Some parts of being out in the field he really did not miss, he reflected.
‘Good morning, Jack, what are you looking so cheerful about?’ his long-standing secretary asked, breezing into the room.
He decided she might take it the wrong way if he said, ‘Being peed on,’ and instead simply replied, ‘Oh, nothing, Lucy.’
‘Your 8.30’s here.’
He glanced at his calendar on his screen. ‘Elizabeth Foster? Romance fraud issue?’
‘That’s her.’
‘Fine, show her in.’
He stood up as a smartly dressed fair-haired woman in her mid-thirties entered. She was a lot younger than most victims of romance fraud, who were more usually in their fifties and upwards. He shook her hand, ushered her to the black leather sofa in front of his desk, then sat down in a chair beside her and picked up a lined pad and a pen. It always put his clients at ease to sit beside them rather than the more confrontational position of facing them. ‘Would you like some tea or coffee, Ms – Mrs – Foster?’
‘Liz is fine – and just some water would be good, thank you.’
He gave the instruction through the intercom, then asked her if she would be OK with him recording the interview. She was. He placed the recorder on the coffee table in front of her. ‘So, Liz, how can I help you?’

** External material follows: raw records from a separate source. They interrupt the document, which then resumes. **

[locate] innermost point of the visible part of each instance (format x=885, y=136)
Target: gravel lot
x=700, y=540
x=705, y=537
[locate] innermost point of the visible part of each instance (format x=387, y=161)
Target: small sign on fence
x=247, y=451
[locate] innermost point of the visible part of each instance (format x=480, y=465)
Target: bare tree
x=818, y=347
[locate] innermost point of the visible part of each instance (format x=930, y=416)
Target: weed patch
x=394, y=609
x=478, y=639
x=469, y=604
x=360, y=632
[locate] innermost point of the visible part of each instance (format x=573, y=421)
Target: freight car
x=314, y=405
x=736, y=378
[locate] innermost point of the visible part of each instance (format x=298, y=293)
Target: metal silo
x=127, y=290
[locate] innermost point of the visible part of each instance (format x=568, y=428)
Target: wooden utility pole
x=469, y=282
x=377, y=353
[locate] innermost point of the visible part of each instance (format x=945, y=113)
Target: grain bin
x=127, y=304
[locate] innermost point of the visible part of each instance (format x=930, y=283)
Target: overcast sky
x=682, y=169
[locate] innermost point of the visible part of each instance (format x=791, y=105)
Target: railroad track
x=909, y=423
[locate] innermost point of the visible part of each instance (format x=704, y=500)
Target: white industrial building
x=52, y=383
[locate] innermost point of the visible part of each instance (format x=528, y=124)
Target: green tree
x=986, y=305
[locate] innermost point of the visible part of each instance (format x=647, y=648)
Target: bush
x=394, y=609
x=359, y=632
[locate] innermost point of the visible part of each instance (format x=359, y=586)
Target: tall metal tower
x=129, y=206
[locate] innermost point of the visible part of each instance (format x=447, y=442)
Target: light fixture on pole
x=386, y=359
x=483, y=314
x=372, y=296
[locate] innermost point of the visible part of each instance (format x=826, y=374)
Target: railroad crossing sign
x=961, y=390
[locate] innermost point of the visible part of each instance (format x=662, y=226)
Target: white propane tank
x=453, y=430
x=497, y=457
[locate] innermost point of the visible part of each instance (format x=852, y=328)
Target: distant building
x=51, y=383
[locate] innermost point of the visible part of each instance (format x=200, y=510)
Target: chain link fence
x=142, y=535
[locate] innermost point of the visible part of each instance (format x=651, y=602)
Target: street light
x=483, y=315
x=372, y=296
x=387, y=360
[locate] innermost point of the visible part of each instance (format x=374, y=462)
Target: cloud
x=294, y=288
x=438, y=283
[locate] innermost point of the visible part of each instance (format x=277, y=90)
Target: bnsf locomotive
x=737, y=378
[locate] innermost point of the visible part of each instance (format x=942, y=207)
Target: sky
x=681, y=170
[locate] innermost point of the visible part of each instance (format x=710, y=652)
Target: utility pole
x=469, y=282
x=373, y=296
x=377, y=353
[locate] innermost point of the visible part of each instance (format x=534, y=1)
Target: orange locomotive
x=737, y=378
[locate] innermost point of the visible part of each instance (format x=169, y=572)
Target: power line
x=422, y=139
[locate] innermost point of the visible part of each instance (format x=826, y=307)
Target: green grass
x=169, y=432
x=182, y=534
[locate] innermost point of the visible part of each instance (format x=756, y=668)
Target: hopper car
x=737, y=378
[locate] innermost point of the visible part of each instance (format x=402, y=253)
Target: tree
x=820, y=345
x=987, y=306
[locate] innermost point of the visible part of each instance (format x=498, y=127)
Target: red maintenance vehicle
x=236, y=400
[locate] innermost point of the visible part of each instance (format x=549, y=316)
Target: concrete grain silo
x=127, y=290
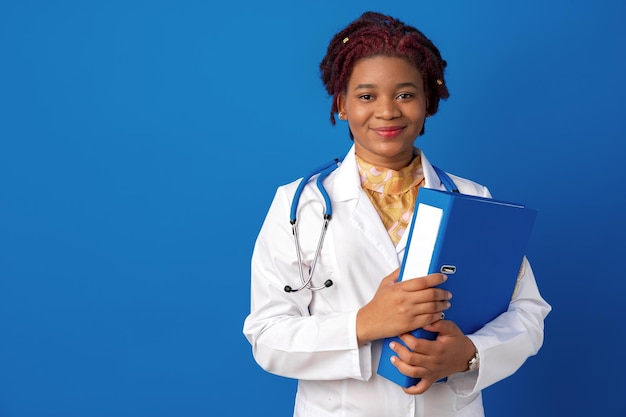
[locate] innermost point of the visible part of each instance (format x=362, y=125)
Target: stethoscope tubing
x=324, y=171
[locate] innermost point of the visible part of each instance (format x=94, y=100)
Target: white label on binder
x=422, y=245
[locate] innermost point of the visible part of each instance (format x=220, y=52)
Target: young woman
x=386, y=78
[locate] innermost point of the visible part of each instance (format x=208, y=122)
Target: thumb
x=393, y=277
x=440, y=326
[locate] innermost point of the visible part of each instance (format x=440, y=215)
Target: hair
x=375, y=34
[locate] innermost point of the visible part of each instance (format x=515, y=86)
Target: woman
x=385, y=78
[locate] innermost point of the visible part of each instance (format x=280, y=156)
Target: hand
x=432, y=360
x=400, y=307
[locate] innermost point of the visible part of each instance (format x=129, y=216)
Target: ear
x=341, y=103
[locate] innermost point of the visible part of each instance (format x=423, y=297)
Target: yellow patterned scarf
x=393, y=193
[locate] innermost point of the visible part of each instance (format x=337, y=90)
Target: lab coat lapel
x=348, y=191
x=431, y=180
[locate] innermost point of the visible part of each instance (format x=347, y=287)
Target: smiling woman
x=385, y=106
x=385, y=78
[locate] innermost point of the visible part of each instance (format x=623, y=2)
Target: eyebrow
x=400, y=85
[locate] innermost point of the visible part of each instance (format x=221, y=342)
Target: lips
x=389, y=132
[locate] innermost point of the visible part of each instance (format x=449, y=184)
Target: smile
x=389, y=132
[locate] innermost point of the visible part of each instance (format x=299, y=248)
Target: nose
x=387, y=109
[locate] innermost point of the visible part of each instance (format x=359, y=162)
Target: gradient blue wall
x=141, y=143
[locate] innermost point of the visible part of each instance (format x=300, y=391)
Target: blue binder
x=480, y=243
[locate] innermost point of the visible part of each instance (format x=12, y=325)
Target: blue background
x=141, y=143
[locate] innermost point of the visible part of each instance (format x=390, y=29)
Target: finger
x=393, y=277
x=424, y=282
x=413, y=371
x=420, y=388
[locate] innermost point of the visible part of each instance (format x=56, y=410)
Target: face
x=385, y=105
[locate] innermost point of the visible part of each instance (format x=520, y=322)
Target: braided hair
x=375, y=34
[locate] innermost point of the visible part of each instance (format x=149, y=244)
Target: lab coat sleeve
x=506, y=342
x=286, y=340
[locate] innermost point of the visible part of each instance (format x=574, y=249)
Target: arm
x=334, y=344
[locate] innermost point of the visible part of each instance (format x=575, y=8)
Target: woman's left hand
x=431, y=360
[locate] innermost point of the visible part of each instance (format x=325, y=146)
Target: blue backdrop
x=141, y=143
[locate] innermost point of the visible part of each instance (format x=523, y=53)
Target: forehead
x=384, y=70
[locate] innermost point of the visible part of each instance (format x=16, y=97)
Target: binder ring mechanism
x=448, y=269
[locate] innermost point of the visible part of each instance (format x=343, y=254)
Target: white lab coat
x=311, y=336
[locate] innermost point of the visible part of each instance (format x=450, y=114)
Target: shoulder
x=467, y=186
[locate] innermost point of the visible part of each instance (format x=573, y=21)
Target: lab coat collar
x=348, y=182
x=347, y=186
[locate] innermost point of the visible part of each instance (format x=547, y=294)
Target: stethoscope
x=323, y=172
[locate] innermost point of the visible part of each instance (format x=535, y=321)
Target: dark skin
x=385, y=106
x=400, y=307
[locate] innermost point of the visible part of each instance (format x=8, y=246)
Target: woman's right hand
x=401, y=307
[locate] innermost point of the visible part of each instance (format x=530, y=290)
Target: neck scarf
x=392, y=193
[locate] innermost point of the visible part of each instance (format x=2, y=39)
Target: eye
x=405, y=96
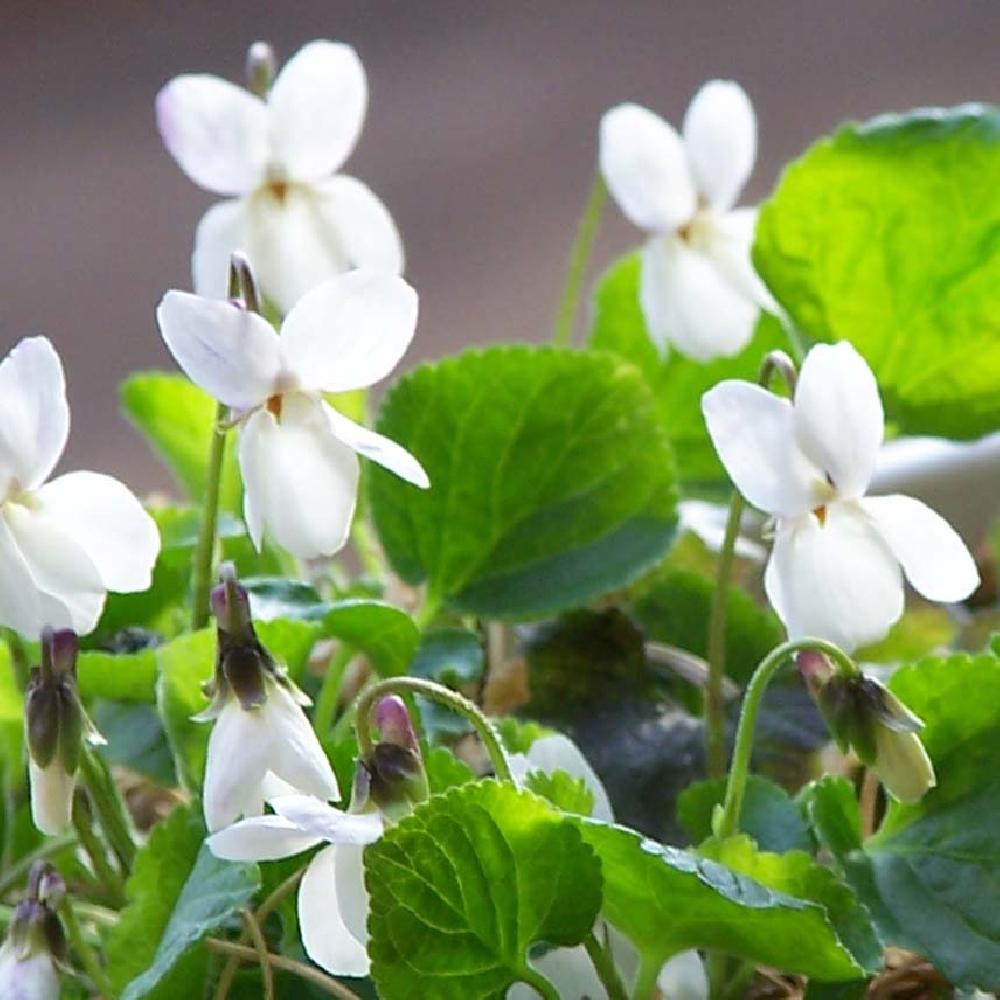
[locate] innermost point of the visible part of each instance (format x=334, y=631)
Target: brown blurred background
x=480, y=138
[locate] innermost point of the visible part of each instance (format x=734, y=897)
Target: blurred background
x=481, y=139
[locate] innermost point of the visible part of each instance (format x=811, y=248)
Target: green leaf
x=161, y=869
x=667, y=900
x=769, y=814
x=184, y=665
x=885, y=234
x=931, y=874
x=465, y=885
x=177, y=419
x=551, y=481
x=214, y=890
x=677, y=382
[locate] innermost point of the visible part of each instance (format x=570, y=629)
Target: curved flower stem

Wringing her hands nervously, she said, ‘My mother is being conned blind by someone she met a few months ago on an internet dating site, and won’t believe the man’s not real. She’s in thrall to him. She’s already paid some cash and I’m scared stiff he’ll keep going until he’s bled her dry and she’s lost her home and everything.’
It was an all-too familiar story. ‘Cat-fishing’, the Americans called it. He did his best to put her at ease, mentally adding that she was probably worried about her inheritance, too. ‘OK, can you tell me about your mother – start from the beginning.’
She paused, as if gathering her thoughts. ‘Her name is Lynda Merrill. She’s fifty-nine and was totally devoted to my – our – father, who died four years ago after a horrible time with early-onset dementia. He worked in the Diplomatic Service and we lived abroad, moving around for much of our lives – my two brothers and I. When he retired, my parents came back to England and settled in Surrey, just outside Godalming, near Guildford. When he became ill they moved to Hove, to be near myself and my husband.’
Jack jotted down a note.
‘Dad did everything, taking care of all the bills, and Mum was totally dependent on him. She was lost for a long while after he died and they didn’t have many friends here. Both my brothers live abroad – one in California and the other in Australia – so it sort of fell to myself and my husband, Don, to take care of her. She wasn’t that tech-savvy, so Don pretty much taught her how to use her computer for more than just emails and changed her old phone for a smart one. The next thing I knew was that she very excitedly told me she’d joined an online dating agency. A recently widowed member of her book group had told her about a wonderful man she’d met online. So mother decided to join one.’ She hesitated.